Des enfants asthmatiques ont ainsi bénéficié de la réalisation du test ISAC 111, ainsi que de l’étude de divers paramètres de l’inflammation bronchique : taux d’éosinophiles, EFR avec test à la méthacholine, NO exhalé.

L’étude s’est centrée sur l’IgE réactivité vis à vis d’allergènes animaux : lipocalines, kallikréine, sécrétoglobuline.

La polyréactivité vis à vis de ces trois allergènes était plus fréquente chez les enfants souffrant d’asthme sévère que chez les asthmatiques légers à modérés. Ce qui ne surprend pas : les sujets souffrant de multiples réactivités allergéniques souffrant probablement d’un asthme plus difficile à contrôler.

Il est en revanche intéressant de noter que, au sein du groupe des enfants asthmatiques sévères, ces polyréactivités étaient associées à des paramètres inflammatoires bronchiques plus élevés.
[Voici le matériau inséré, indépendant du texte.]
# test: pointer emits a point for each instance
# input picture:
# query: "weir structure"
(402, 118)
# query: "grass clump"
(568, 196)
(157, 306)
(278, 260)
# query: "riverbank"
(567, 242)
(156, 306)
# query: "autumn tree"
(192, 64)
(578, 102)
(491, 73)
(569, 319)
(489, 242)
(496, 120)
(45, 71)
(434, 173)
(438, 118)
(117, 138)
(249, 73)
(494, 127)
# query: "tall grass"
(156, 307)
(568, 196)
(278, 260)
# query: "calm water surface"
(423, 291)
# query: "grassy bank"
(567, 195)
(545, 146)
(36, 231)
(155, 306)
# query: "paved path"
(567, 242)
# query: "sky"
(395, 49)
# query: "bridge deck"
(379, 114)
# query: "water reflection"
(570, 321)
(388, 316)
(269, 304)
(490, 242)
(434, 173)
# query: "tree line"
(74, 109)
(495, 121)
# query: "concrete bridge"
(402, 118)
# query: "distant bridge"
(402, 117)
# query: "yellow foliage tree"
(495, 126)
Il pourrait ainsi s’agir d’un paramètre prédictif du non contrôle de l’asthme.

Un test sanguin (prélevable par micro-méthode, ce qui a tout son intérêt chez les enfants) pourrait ainsi alerter le médecin quant à la possible difficulté à contrôler son asthme.

Le contrôle de l’asthme est cependant un diagnostic avant tout clinique, reposant sur les symptômes du patient et ses EFR, qu’un bilan biologique, fixé une fois pour toutes, ne pourrait en aucun cas remplacer.

Les auteurs signalent une bonne corrélation des positivités des différentes lipocalines présentes sur la puce (souris, cheval, chat, chien). En déduire qu’il existe une réactivité croisée entre les lipocalines est toutefois un raccourci trop rapide.

En dépit de ces extrapolations un peu gênantes, cette étude présente un double intérêt : d’une part un focus sur les allergènes animaux pouvant avoir un réel impact en clinique, et d’autre part sur les informations nouvelles apportées par une technique récente encore peu utilisée en routine.